「ありがとう」を伝えてほしいときに
みなさんこんにちは
和歌山市で放課後等デイサービスの運営サポートとメンタルヘルスケアを行なっている臨床心理士・公認心理師の大浦政幸です。わたしたち株式会社Mind Compassは、ノーマライゼーションの実現を目指して活動しています。
今回は、発信の少ない利用者さんにどうやって言葉で発信してもらうのかというお話をしたいと思います。
放課後等デイサービスにこられる利用者の方々は、様々な障害があったり、特性があったりします。そのため、ときには言葉でのやりとりが難しく、指差しや目線、カードでのやりとりになることがあります。利用者さんの得意不得意に合わせてコミュニケーションを取ることが一番大切だと思います。

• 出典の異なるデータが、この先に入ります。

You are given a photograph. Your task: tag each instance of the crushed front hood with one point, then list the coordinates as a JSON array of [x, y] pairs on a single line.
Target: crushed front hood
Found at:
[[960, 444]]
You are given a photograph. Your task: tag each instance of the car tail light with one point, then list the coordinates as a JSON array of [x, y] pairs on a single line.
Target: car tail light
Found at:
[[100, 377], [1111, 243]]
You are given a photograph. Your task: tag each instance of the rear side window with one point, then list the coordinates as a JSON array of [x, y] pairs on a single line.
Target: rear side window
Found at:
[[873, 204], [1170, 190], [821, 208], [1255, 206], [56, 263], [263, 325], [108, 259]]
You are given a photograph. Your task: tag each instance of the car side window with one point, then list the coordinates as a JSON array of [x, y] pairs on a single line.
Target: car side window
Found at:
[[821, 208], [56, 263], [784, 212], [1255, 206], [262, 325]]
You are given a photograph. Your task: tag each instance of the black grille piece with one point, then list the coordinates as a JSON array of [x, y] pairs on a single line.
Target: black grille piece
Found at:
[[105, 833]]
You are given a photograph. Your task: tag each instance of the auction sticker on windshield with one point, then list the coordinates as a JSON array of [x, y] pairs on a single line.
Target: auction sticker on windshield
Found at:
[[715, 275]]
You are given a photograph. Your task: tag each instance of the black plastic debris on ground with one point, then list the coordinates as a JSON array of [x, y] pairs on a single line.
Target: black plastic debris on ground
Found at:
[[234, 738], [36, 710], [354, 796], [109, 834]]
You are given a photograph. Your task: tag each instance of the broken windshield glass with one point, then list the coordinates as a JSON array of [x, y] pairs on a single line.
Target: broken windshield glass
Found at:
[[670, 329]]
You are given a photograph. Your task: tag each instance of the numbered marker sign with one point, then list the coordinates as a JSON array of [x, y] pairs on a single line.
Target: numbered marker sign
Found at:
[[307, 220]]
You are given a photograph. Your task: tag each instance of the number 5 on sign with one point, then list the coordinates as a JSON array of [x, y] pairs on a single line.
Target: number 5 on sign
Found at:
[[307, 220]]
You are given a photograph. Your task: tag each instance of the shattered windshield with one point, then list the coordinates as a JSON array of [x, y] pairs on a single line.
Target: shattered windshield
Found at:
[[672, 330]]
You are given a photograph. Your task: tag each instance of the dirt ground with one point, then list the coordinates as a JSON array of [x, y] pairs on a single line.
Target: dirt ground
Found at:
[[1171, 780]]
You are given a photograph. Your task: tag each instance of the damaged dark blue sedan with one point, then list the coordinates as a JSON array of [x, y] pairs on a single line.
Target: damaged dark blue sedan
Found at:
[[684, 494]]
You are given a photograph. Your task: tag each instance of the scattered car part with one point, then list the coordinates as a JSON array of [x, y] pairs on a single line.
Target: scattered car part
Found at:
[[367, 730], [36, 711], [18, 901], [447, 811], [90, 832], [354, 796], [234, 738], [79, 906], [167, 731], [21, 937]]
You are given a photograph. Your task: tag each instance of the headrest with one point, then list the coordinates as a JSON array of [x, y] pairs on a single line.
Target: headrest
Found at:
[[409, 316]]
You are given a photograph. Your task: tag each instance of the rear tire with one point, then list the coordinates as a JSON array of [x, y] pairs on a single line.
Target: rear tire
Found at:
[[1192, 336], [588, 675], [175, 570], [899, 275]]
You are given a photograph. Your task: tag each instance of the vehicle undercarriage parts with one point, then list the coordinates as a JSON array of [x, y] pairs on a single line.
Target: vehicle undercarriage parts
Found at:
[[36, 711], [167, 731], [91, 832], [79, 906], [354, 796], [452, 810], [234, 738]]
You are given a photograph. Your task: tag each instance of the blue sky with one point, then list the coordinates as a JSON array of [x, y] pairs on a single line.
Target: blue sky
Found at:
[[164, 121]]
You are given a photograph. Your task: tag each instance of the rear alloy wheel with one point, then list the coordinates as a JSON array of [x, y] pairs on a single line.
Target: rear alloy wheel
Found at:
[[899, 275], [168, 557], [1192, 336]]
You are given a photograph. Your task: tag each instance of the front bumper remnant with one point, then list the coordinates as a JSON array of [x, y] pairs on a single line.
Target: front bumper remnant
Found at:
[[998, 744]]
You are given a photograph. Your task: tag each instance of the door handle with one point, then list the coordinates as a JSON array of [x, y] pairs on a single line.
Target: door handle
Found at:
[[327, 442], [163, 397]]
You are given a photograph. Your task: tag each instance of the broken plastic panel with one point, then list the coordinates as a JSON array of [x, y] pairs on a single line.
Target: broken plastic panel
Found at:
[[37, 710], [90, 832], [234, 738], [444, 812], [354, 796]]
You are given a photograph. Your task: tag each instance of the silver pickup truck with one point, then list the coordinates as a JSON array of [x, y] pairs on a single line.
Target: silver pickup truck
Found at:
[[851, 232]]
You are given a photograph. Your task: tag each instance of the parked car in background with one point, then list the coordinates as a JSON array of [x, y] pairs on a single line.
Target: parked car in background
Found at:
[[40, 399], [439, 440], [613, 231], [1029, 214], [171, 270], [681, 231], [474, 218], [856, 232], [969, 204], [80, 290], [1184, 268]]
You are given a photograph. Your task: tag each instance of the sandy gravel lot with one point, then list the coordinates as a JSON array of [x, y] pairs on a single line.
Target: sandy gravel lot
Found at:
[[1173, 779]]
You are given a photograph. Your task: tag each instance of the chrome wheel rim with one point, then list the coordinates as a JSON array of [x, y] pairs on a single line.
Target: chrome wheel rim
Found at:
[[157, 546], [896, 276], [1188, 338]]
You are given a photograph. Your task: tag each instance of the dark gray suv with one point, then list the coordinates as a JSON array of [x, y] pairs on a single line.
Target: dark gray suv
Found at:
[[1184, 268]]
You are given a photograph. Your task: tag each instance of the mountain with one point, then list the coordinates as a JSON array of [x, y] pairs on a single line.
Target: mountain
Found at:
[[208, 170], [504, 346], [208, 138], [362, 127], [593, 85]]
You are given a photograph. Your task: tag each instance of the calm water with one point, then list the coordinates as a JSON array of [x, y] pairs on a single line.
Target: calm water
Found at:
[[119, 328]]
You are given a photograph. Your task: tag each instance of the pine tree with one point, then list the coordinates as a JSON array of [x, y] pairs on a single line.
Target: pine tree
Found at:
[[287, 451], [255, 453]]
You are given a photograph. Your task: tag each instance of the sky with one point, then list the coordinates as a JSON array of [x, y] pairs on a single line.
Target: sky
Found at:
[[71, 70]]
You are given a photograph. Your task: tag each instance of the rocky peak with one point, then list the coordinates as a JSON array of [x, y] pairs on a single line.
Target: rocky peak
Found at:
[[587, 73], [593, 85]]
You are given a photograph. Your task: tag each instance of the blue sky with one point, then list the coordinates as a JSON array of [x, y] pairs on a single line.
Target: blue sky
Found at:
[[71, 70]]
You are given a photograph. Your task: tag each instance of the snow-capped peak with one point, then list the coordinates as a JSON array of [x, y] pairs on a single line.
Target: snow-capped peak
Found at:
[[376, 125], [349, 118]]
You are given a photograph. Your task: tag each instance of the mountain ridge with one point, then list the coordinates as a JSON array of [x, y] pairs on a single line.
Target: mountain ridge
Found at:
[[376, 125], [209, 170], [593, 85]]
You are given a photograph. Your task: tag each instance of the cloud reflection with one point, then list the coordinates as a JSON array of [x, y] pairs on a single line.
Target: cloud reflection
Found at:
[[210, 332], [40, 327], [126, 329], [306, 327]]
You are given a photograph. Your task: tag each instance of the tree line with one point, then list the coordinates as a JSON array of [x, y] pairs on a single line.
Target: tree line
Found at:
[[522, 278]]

しかし、言葉は伝えられるけど、物を受け取る時に「貸して下さい」や「ありがとう(ございます)」と伝えられず、無言で受け取ってしまう場面もあるのではないでしょうか。
こういった状況のとき、みなさんならどう対応しますか。
特に気にすることなく、そのままという方もいるかもしれませんし、「ありがとう」って言おうね、と伝える方もいるかもしれません。何か言葉を発してくれるまで待つ方もいるかもしれませんね。
ここで大切なのは、その利用者の方が言葉を発することについて、どのような目的を持っているか、になります。
物を渡したときに、「ありがとう」などの会話ができることが目的になっている場合、無言で受け取って去っていくのは見逃せませんよね。反対に、物を認識して人から受け取ることが目的になっている場合は、それでもいいかもしれません。また、「ありがとう」ときちんとお礼をいうのか、「ん」などどんな言葉でも伝えられればいいのか、そういう細かな違いも、目的によって差が出てきます。
目的が「ありがとう」といって物を受け取ってもらう、だった場合、「ありがとう」と言ってくれるまでそれを渡すことはやめておいた方がいいでしょう。では、どうやって「ありがとう」と発信してもらえばいいでしょうか。
一つは、物を手渡すときに「ありがとう」というまで、渡すけどこちらも話さない、という状況を作ることは可能ですね。
そうすると、利用者の方は「あれ?どうして離してくれないんだろう?」と疑問に思って、「あ!ありがとうだ!」と自分で気づいてくれるかもしれません。
もしかすると、支援者の方が「あ」と冒頭の一文字を伝えるとそれがきっかけになって「ありがとう」と言えるかもしれません。もしくは、「なんていうんだったっけ?」と伝えていってもらうこともあるかもしれませんね。
こうやって、伝えてほしい言葉を出してもらうために、気づきのサインを出すことが大切です。サインがなくても自発的に伝えられるようになることが最終目標になると思いますが、そのゴールに行きつくためには、様々な小さな気づきと目標達成が含まれています。
「ありがとうございます」と自発的に発言できるようになることを最終目標にして、そこに至るまでにスモールステップで小さな目標を立てていきましょう。最初は物に気づく段階があるかもしれません。受け取ることができる、「ん」など言葉を発する、きっかけに気づいて「ありがとう」ということができる、などその利用者の方に応じてきめ細やかな小さな目標を立てていきます。それを支援者間で共有し、同じように対応を取っていくと、より効果的でしょう。
今回は「ありがとう」と言ってもらうためには、どうしたらいいのかをお話してきました。大切なのは、その目的とどういった目標を設定して、実行していくか、だと思います。小さな小さな目標をたくさん立てながら、それをクリアできるようになっていけばいいですね。